Networks were shallow by today’s standards - 5 to 8 learnable layers.
The idea that going deeper and using only small 3×3 convolutions could outperform these handcrafted giants?
That was radical.
The VGG hypothesis
Karen Simonyan and Andrew Zisserman (authors of the VGG paper) asked:
Can we get better performance by stacking multiple 3×3 convolutions, instead of using bigger filters?
Turns out - you can. And it is elegant.
A quick recap on what we were doing in the Computer Vision course so far
Why was VGGNet such a big deal?
VGG was a major milestone in the evolution of deep learning for computer vision. Despite its simplicity, it had a lasting impact.
Simplicity with depth
Before VGG, architectures like AlexNet had a mix of kernel sizes (11×11, 5×5, etc.).
VGG used only 3×3 convolutions, stacked deeper:
This proved that depth alone could drastically improve accuracy.
It provided a clean, modular architecture that was easy to reason about.
Stacking small filters
VGG replaced larger kernels (like 5×5 or 7×7) with multiple 3×3 filters:
This gave the same effective receptive field.

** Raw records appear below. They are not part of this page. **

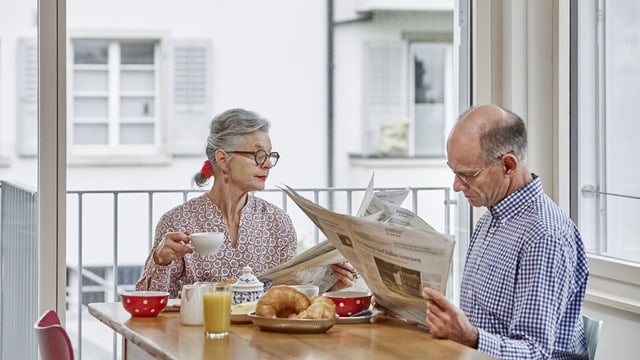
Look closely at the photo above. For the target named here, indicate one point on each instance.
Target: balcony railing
(110, 233)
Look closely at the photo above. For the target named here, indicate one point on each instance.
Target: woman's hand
(172, 247)
(346, 274)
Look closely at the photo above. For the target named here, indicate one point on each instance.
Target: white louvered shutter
(384, 89)
(27, 97)
(190, 97)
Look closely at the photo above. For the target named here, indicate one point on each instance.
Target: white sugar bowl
(247, 289)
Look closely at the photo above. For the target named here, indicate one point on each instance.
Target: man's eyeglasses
(468, 178)
(260, 156)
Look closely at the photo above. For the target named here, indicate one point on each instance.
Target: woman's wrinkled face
(244, 173)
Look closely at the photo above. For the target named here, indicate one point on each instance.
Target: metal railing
(110, 233)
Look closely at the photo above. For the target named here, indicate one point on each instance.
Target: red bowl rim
(347, 294)
(144, 294)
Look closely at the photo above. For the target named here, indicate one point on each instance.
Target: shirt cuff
(488, 343)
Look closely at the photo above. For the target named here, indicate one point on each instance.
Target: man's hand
(446, 321)
(346, 274)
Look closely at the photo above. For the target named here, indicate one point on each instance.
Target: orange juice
(216, 311)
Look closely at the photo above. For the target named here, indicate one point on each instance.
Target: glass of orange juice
(216, 306)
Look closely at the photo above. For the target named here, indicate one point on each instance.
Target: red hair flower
(207, 169)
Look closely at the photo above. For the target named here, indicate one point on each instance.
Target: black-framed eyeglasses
(260, 156)
(469, 178)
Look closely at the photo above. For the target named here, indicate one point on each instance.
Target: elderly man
(526, 271)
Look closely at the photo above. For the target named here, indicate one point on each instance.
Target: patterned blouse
(266, 238)
(524, 279)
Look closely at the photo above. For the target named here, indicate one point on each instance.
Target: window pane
(136, 134)
(137, 80)
(90, 52)
(84, 80)
(429, 67)
(608, 204)
(90, 134)
(136, 107)
(90, 107)
(622, 127)
(136, 53)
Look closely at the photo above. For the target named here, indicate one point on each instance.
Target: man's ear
(509, 163)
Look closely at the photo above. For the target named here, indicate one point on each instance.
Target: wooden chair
(53, 339)
(592, 328)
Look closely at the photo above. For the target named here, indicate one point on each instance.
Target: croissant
(320, 308)
(281, 301)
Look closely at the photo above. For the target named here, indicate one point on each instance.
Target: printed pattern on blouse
(266, 239)
(524, 279)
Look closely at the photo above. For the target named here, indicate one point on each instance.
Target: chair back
(53, 340)
(592, 328)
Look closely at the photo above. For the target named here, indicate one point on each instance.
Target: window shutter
(27, 97)
(384, 89)
(190, 107)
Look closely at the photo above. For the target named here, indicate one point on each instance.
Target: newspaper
(309, 267)
(395, 251)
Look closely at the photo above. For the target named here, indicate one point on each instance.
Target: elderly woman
(257, 233)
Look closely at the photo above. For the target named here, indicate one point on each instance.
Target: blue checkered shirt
(524, 279)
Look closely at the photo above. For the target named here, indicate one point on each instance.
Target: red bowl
(144, 303)
(349, 302)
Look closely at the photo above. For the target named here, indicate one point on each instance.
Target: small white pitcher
(191, 305)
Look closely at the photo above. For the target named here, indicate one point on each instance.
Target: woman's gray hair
(226, 132)
(510, 136)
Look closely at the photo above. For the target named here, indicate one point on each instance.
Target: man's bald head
(492, 130)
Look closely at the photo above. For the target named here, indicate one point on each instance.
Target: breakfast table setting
(152, 326)
(251, 319)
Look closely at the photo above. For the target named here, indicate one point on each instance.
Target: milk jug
(191, 305)
(248, 288)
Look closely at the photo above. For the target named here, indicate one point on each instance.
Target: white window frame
(405, 109)
(613, 282)
(114, 152)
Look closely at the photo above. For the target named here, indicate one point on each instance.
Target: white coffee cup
(206, 243)
(307, 289)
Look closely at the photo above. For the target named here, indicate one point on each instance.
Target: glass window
(114, 93)
(432, 88)
(607, 78)
(408, 94)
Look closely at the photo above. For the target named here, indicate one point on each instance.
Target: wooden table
(163, 337)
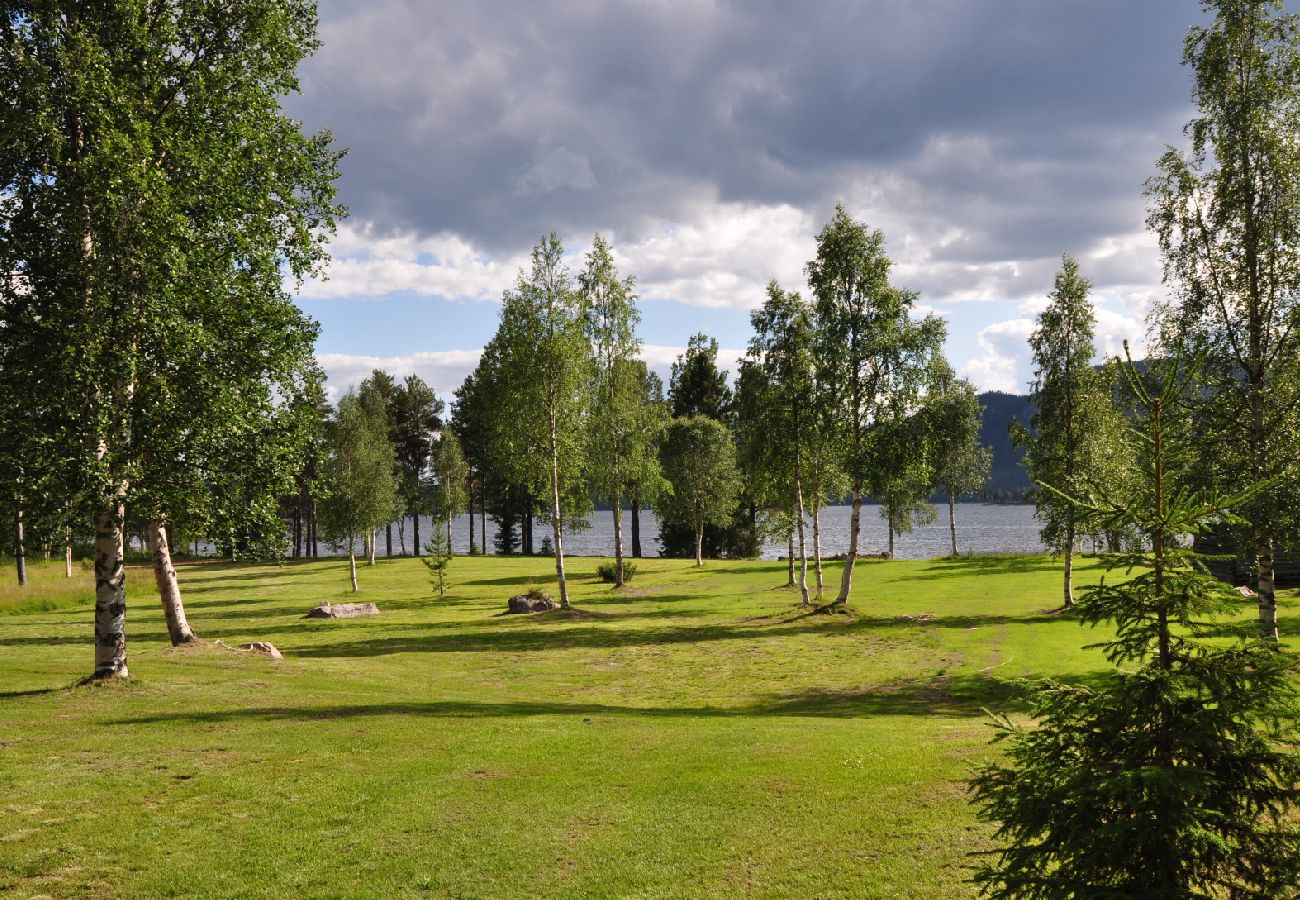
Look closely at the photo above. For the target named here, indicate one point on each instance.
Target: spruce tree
(1177, 775)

But it introduced more non-linearity and fewer parameters.
This concept shaped how modern CNNs are designed (e.g., ResNet, DenseNet, etc.).
Pretrained backbone
VGG16 and VGG19 became the go-to pretrained models for transfer learning.
Even today, many models use VGG as a feature extractor in tasks like object detection, segmentation, and style transfer.
Benchmark performance
VGG16 placed 2nd in the 2014 ImageNet Challenge, just behind GoogLeNet (Inception).
It outperformed older models like AlexNet by a large margin.
Deeper networks generalize better when trained properly.
Blueprint for modern CNNs
Many subsequent architectures (e.g., ResNet, UNet, MobileNet) drew structural ideas from VGG’s block-wise design.
It popularized "block-based thinking" in CNN design.
VGG architecture
Code implementation
Here I am providing the main code snippets and have highlighted the key parts of the code. If you want the full code (Google Colab) go to the end of this article.
Surprising results (val_accuracy>train_accuracy )
Our results are very surprising. Training accuracy is ~75% and the validation accuracy is 85%. This is a new and interesting problem in our computer vision journey.
We froze most VGG layers and only trained the classifier.
The pretrained convolutional layers already work well on natural images (like flowers).
The classifier may not have fully adapted to the training set yet, but the validation set happens to align well with the ImageNet-style features.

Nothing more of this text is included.